For some, the ability to explore the layout of the touchscreen and to actually use it directly was a moving experience. Some of them expressed great excitement and joy at being able to perceive what had previously been unperceptible.

All who attempted to use the kiosk were able to do so, with the exception of one individual who seemed to lack spatial skills and who tried the kiosk prior to the implementation of the speedlists (which should address this problem).

Touch and searching behaviors: An interesting observation was that most people who were blind found it difficult at first to place their finger on the screen and then slide it around. Their natural exploratory behavior was to keep taking their fingers off and explore the screen in a sequence of gentle touching motions. In fact, often the touch was so light that it was not detectable on a pressure-sensitive screen. This "light touch" searching strategy on the screen appears to be a direct extrapolation of the technique that would be used in searching for things on a table, where sweeping motions would quickly knock things over or onto the floor. Asking them to slide their finger across the screen, however, quickly acquainted them with the increased efficiency of this approach, and they adapted quite quickly. On pressure-sensitive screens, the use of a fingernail rather than the fleshy part of the fingertip often facilitated smooth movement over the screen, and some users found it easier to use the blunt end of a pen or stylus rather than their fingertip, while others preferred the fingertip.
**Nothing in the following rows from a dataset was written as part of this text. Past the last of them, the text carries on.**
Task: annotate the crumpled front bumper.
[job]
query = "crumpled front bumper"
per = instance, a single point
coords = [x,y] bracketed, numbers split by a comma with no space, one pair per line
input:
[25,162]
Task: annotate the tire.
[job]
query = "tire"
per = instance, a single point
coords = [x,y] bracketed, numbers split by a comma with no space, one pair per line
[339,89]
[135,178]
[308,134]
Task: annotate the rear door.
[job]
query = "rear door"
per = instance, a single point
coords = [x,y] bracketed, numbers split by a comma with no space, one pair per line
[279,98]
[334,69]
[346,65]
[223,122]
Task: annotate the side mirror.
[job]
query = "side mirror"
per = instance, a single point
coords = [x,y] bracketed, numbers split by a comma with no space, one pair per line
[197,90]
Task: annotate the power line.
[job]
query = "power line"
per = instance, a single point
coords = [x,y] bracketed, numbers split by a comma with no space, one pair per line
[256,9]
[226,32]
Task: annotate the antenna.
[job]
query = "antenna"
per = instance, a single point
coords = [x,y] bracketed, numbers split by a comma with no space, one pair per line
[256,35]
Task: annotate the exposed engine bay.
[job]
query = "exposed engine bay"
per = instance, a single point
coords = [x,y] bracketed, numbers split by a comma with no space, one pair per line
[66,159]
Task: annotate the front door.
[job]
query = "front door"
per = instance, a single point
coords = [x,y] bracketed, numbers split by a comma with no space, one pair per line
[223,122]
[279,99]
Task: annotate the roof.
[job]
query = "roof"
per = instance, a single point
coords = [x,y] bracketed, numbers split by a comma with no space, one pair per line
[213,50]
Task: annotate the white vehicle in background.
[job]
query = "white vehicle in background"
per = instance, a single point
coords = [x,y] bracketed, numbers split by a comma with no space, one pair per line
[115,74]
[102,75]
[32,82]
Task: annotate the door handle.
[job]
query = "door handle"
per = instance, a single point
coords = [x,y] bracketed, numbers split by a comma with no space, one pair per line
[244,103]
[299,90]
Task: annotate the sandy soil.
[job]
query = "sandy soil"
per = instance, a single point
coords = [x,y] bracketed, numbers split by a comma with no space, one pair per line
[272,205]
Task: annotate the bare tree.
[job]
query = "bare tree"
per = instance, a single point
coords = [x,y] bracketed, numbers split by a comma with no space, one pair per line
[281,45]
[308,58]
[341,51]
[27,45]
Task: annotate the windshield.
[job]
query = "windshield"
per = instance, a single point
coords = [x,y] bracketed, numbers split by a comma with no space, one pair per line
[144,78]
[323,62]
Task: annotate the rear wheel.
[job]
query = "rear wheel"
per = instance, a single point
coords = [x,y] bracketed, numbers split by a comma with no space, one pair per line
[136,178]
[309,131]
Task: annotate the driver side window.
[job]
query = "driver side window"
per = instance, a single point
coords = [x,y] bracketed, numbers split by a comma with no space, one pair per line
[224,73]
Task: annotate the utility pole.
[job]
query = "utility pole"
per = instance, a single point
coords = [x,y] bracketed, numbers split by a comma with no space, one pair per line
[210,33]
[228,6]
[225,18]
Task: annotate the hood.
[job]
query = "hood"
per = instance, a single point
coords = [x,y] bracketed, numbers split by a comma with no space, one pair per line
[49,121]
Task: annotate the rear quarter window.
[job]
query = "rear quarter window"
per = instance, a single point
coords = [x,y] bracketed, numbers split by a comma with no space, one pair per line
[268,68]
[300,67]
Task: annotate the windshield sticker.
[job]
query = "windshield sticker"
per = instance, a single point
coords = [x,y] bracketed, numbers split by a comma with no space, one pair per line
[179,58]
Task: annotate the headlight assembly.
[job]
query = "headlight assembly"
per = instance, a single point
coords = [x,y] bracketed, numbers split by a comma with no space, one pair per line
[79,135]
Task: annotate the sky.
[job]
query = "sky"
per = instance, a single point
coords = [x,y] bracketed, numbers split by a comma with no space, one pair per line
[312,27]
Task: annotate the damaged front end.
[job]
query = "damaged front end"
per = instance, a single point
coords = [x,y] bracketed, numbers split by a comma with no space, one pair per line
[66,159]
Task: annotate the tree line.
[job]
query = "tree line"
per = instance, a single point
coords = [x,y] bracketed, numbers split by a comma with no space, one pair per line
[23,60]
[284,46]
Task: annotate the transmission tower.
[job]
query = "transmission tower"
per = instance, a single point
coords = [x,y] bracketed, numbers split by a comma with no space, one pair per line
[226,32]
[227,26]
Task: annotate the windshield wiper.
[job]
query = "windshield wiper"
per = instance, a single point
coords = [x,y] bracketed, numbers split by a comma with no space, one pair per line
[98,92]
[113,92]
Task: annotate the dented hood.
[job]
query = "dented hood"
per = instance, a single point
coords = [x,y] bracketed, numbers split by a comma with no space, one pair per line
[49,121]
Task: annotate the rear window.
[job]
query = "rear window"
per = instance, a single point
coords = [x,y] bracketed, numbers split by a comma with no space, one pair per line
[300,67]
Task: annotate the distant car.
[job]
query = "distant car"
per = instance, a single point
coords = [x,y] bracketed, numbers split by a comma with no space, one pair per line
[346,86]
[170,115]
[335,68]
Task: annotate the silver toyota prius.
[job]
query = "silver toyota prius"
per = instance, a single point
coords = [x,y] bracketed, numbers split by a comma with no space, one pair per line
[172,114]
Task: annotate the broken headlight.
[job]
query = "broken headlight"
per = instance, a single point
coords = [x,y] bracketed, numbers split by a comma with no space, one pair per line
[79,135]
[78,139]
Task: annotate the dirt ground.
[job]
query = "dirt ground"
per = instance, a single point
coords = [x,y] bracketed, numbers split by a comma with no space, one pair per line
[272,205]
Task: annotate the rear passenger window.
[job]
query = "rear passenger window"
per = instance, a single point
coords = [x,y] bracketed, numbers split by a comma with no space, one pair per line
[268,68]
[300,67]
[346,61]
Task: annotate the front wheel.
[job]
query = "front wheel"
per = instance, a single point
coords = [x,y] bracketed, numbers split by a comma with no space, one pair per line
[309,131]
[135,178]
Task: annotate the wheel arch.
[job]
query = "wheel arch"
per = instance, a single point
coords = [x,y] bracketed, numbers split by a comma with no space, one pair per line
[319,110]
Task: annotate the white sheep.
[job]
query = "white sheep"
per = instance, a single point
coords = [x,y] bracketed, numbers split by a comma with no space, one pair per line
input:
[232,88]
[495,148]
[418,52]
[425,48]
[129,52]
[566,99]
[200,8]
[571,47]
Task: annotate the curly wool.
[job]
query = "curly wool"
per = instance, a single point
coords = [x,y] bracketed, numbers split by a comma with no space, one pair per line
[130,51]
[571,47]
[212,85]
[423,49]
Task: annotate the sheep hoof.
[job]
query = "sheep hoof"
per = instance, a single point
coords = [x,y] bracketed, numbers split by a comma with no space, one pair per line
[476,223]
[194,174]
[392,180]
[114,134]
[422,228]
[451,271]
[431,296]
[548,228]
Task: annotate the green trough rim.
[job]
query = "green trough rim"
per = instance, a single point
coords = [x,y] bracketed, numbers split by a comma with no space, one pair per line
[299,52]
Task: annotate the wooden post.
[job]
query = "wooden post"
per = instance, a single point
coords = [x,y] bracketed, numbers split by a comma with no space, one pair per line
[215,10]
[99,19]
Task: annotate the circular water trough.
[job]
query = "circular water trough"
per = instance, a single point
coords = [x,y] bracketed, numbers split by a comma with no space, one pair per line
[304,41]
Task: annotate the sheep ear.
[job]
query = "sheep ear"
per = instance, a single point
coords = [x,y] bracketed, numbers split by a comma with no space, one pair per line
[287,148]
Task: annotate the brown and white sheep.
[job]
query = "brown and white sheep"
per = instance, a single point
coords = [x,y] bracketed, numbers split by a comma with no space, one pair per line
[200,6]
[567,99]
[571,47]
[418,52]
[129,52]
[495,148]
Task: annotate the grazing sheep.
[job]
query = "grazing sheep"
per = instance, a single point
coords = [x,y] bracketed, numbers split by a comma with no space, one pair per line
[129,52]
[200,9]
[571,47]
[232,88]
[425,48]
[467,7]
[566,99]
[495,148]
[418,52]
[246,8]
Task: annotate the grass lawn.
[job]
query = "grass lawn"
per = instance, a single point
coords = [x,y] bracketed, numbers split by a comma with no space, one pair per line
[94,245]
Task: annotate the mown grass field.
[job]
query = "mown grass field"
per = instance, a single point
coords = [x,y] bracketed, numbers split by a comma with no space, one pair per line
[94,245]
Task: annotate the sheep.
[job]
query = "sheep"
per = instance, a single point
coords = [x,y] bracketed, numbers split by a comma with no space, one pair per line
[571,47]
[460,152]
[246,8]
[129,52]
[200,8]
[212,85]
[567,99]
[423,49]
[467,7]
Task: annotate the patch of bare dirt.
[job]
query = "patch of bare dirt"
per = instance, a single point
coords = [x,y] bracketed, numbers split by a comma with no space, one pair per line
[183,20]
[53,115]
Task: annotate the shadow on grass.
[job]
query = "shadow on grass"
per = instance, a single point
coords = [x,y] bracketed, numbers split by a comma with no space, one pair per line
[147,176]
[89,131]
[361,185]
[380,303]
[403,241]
Finger roll problems: One problem faced by some individuals was that encountered on closely spaced items resulted from the rocking motion of the fingertip when it was raised from the screen. Sliding their finger around on the screen, they would touch and enter desired item. If the items were close enough (and the hysteresis was not great enough), the individuals would sometimes find that while raising their finger from the screen, they would roll the finger up, inadvertently selecting the item above. This was particularly true on vertical lists where the line height was small enough that only minimum hysteresis was possible. Hyteresis, the "last valid chioce" technique, and appropriate spacing addressed most of this. User education handled the rest.

CONCLUSION

The primary objective, of creating a set of interface strategies which would allow access for people with visual impairments to the touchscreen kiosk without changing its layout or operation for users who do not have visual impairments, was achieved. Furthermore, the resulting solution worked out better and was received with greater enthusiasm than had been anticipated. Through careful and continuous interaction with users having a wide range of visual impairments and skills, the ease of use and robustness of the technique was greatly improved. There are several implications of this work.

First, it appears that access to touchscreen kiosks as well as personal data devices and household appliances is possible for people with visual impairments or blindness, including the large percentage of that population who do not know braille. Furthermore, with the rapidly dropping price of voice synthesis, this access can be built into kiosks and other public information systems for basically the price of the confirmation switch and a $.50-$50.00 synthesis licensing fee (current prices depending on quantity). In addition, these strategies provide access to the kiosks by individuals with illiteracy or other reading problems. In a relatively short time, the costs will drop further, to the point where the techniques can be incorporated into hand-held and other appliances for access by people with visual impairments, people who are driving, people with literacy problems, as desired. A simple extension of the underlying architecture via infrared link also provides mechanisms for individuals who are deaf-blind or who have severe physical disabilities to operate these kiosks using personal assistive technologies.

This paper covers the development to date. More extensive user testing and further development are continuing.